Climax
  • Climax is that point near the end of your story whereupon everything you’ve been building toward comes together at last in an EXPLOSION of activity.

    A good novel consists of four primary components, all of which interact in a symbiotic way. Those elements are plot, character, theme, and style.

    (The recapitulation of theme-and-plot combined is what I call The Situation.)

    Of those four components, the first three are primarily concerned with subject-matter, and the last — style, which is the most complex component of all — is concerned with presentation.

    Presentation is The How of art.

    At root, all artworks consist of two basic elements: subject and style — i.e. the what and the how.

    There’s what you present (a love affair, a battle, a contest, a sunset) and there’s how you present it (clearly, dryly, concisely, sprawlingly, strangely, beautifully).

    The Who are your characters. They’re part of The What.

    All these elements are brought together by the climax.

    Climax is a sub-division of plot, and it marks the beginning of the end of your story. Climax is culmination.

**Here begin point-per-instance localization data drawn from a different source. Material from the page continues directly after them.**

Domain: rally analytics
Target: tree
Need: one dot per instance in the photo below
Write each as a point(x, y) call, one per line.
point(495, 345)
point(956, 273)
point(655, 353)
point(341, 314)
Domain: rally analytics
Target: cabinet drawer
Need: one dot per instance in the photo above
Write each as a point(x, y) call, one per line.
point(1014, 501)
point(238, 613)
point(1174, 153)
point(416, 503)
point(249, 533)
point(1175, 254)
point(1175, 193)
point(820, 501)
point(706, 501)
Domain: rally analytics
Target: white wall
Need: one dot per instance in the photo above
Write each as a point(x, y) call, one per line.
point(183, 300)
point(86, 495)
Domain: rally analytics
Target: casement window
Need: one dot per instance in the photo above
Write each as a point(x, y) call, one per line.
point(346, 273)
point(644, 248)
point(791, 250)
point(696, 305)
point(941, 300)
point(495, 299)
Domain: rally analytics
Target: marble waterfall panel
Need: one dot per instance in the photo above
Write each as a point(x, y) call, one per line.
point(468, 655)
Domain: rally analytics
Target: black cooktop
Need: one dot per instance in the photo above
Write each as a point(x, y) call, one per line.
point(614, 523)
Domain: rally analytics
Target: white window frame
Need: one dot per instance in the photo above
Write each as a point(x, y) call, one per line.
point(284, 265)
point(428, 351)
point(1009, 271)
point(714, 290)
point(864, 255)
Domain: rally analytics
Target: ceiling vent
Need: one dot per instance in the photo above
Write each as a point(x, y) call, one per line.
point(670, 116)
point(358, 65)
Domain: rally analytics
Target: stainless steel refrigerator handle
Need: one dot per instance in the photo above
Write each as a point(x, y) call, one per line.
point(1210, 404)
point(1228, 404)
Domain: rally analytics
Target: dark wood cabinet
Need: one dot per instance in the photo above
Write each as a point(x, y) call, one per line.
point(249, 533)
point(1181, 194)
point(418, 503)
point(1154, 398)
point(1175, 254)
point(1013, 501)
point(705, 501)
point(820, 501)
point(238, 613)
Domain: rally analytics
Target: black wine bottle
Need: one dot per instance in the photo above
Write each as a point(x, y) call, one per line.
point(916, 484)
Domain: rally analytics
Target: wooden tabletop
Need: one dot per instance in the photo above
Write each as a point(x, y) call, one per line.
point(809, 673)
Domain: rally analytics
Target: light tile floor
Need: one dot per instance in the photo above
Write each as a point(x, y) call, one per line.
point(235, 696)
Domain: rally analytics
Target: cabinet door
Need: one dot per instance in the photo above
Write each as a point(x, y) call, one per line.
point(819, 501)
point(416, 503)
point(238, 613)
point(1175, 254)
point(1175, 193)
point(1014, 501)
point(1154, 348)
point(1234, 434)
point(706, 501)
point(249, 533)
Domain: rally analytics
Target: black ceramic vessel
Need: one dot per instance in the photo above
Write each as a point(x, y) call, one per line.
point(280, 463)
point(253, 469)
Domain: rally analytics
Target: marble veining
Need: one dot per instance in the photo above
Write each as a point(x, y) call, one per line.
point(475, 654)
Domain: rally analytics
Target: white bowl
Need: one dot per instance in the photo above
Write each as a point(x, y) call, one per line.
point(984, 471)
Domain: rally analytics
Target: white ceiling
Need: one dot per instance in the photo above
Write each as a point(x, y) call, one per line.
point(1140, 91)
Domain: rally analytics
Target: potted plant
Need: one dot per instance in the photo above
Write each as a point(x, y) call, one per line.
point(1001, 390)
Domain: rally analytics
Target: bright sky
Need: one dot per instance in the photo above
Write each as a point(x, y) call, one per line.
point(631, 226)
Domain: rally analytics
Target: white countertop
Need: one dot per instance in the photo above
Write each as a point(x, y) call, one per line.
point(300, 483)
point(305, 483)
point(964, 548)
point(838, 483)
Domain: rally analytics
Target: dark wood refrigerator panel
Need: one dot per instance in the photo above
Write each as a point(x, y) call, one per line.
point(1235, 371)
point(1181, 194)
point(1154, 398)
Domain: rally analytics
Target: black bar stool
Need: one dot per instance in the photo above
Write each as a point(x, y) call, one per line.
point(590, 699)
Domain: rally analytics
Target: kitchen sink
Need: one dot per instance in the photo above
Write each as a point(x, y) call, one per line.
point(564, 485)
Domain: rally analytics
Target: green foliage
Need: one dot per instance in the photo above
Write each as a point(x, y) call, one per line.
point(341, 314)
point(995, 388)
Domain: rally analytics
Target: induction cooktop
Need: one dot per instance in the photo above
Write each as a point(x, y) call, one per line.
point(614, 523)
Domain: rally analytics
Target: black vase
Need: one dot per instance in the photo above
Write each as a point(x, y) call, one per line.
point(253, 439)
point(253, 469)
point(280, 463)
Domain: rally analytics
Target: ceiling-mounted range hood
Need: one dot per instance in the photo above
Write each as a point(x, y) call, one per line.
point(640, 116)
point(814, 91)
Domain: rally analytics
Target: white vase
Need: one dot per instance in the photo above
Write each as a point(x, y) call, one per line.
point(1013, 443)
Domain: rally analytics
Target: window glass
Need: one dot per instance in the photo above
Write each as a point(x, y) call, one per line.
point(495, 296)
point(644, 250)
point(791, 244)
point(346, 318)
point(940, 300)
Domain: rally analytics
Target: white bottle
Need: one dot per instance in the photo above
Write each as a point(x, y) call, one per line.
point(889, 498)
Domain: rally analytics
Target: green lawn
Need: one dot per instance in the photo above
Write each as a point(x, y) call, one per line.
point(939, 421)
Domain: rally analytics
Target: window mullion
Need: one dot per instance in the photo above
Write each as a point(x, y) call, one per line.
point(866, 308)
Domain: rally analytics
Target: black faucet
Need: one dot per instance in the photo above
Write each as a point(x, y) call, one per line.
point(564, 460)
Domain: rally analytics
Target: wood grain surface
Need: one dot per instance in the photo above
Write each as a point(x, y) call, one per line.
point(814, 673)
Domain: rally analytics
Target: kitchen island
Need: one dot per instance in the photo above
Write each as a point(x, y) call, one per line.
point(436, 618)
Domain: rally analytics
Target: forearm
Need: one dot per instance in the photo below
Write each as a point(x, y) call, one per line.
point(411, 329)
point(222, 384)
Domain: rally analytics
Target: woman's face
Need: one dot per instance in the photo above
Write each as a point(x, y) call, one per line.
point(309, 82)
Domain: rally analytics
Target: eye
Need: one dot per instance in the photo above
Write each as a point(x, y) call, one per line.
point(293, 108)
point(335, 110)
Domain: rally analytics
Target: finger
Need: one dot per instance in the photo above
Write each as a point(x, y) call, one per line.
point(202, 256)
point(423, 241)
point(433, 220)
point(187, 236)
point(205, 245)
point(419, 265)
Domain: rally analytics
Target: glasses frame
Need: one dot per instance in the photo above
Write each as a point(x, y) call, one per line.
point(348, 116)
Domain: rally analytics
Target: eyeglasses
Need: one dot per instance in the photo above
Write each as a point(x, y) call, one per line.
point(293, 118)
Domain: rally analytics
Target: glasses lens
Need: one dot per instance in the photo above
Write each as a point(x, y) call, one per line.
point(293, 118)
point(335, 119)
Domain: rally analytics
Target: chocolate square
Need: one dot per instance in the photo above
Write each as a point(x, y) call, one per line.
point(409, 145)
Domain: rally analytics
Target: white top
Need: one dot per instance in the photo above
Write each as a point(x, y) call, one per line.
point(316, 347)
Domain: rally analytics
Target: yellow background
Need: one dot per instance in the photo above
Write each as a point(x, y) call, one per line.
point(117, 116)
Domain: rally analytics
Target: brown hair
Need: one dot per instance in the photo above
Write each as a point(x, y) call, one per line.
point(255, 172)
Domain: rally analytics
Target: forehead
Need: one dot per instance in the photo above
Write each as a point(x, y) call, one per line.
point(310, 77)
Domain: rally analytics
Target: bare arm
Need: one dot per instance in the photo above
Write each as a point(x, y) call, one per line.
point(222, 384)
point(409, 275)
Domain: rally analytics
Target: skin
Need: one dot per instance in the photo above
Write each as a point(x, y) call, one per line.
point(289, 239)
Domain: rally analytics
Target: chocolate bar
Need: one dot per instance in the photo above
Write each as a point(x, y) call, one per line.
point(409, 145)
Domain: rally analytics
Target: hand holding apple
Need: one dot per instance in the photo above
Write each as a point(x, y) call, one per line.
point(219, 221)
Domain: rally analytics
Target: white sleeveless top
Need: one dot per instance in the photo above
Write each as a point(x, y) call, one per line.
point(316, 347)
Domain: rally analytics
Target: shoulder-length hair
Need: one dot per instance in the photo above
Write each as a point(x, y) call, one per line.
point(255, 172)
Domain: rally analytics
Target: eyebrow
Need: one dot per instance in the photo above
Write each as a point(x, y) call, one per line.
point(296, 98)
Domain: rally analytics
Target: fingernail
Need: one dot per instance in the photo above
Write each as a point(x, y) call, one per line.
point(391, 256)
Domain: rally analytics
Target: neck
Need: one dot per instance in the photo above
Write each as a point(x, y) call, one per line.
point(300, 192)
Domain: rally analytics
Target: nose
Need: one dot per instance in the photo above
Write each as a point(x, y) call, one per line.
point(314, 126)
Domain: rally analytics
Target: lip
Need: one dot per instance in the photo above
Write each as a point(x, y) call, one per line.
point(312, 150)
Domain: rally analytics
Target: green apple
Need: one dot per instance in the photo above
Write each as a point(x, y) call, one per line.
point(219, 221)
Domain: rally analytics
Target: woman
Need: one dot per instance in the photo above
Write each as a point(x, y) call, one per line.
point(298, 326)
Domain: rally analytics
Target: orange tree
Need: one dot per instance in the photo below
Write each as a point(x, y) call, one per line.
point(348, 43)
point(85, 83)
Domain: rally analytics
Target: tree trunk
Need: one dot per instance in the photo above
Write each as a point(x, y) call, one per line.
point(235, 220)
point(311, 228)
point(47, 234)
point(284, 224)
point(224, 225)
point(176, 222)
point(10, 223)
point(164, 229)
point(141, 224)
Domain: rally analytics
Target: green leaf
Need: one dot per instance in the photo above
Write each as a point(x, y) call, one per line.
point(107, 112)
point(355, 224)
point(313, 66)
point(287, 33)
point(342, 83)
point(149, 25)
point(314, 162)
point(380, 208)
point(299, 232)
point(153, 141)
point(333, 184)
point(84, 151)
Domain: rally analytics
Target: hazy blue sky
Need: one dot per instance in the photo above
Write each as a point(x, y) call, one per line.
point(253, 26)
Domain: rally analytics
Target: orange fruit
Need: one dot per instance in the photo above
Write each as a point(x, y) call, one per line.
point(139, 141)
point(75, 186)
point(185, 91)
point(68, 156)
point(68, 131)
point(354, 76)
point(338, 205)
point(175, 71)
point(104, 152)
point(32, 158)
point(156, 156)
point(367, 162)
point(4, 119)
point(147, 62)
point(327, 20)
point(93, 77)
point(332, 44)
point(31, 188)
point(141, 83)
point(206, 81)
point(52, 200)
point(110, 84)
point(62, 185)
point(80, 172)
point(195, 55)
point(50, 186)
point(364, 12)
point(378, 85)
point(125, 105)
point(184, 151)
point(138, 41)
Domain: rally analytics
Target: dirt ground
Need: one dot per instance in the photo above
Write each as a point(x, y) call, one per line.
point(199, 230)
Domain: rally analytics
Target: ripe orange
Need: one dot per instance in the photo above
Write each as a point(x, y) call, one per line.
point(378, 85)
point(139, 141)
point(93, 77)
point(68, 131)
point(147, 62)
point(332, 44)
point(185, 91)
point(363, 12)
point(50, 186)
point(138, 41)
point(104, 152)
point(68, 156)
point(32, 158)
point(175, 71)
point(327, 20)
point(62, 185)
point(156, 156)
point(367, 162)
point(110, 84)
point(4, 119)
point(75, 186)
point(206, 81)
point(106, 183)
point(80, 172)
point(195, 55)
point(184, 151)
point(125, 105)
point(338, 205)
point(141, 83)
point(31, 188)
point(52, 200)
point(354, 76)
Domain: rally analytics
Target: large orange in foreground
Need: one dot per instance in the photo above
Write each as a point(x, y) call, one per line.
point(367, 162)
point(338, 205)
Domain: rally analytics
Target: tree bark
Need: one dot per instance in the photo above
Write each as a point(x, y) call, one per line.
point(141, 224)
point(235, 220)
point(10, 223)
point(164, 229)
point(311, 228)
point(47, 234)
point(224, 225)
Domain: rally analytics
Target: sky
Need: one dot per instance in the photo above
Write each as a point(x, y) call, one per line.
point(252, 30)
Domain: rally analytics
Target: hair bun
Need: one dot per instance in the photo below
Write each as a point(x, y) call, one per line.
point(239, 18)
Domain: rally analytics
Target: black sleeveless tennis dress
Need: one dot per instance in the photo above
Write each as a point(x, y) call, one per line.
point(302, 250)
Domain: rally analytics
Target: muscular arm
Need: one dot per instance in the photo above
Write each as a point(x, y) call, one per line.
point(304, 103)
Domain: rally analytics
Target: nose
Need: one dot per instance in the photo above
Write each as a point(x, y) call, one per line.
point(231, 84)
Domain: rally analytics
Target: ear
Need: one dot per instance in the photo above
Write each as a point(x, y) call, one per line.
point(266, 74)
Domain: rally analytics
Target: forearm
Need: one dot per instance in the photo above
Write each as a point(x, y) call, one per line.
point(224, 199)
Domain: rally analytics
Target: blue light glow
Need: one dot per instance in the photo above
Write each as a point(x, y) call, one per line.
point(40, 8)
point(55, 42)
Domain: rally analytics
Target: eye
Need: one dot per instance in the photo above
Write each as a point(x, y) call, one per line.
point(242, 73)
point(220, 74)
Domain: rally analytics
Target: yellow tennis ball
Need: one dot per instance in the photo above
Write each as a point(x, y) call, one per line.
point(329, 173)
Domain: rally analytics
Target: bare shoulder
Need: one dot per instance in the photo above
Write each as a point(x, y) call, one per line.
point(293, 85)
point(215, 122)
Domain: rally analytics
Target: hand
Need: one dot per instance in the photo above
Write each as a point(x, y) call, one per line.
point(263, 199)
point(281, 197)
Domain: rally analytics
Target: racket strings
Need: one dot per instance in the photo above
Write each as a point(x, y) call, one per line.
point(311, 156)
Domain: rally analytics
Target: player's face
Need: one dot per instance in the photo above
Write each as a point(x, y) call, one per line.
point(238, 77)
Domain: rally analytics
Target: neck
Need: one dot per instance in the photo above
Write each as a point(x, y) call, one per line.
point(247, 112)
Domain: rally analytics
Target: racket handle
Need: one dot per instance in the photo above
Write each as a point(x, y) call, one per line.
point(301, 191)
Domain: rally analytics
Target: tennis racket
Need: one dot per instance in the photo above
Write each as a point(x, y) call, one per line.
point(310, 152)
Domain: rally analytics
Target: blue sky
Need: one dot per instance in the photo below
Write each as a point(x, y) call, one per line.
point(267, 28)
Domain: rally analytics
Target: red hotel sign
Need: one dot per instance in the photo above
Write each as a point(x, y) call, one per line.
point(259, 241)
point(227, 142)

It is resolution.

    A good resolution will invariably leave the reader feeling satisfied.

    Climax is the point at which your characters and their conflicts are resolved.

    Remember this: the greater the struggle, the better the plot, the more satisfying the resolution.

    The climax of Raiders of the Lost Ark is when the Ark of the Covenant is finally opened. That is an example of a climax that delivers very well.

    The climax of Star Wars, which is also a satisfying climax, is when Luke Skywalker destroys the Death Star.

    A good climax resolves all conflicts that the writer has developed throughout the course of the story. When Chekov gave his famous advice — “Never hang a shotgun on the wall in the first act if you don’t intend for it to go off in the third” — he was speaking partly of climax, and here he spoke well.

    A poorly constructed climax is one that does not resolve the conflicts. David Lynch’s movie Fire Walk With Me is an example of this.

    Anticlimax is a minor or inconsequential event after the climax that doesn’t flow naturally from the climax and thus has no logical necessity to the plot. Anticlimax is a flaw: it is bad writing. For example, if in the first Rocky movie, Rocky Balboa and Apollo Creed had begun haggling over their purse after the fight (which is the climax, and a very good one at that) this would be an example of anticlimax.

    (Sidenote: the term anticlimax has developed a secondary meaning: when the climax or punchline doesn’t deliver or isn’t satisfying — usually because the means by which it’s done are painfully trivial.)

    Often I’m asked how best to go about the business of novel writing. It’s a difficult question to answer, in part because there’s so much that goes into the process, but one of the most useful pieces of advice I’ve discovered is this:

    When you’re building a plot, come up with your climax first. If you can construct a climax that brings all your characters and their conflicts together, you can in essence write backwards from that point. (By that I don’t necessarily mean you write chronologically backwards, although I have known writers who do exactly that.)

    The reason I think this is so useful is that if you have a solid climax, you’ll always be dramatically safe. You’ll still make errors along the way — if, that is, you’re anything like me (heaven help you) — but if your climax is sound, those errors can easily be fixed in the revision process, and your story will live.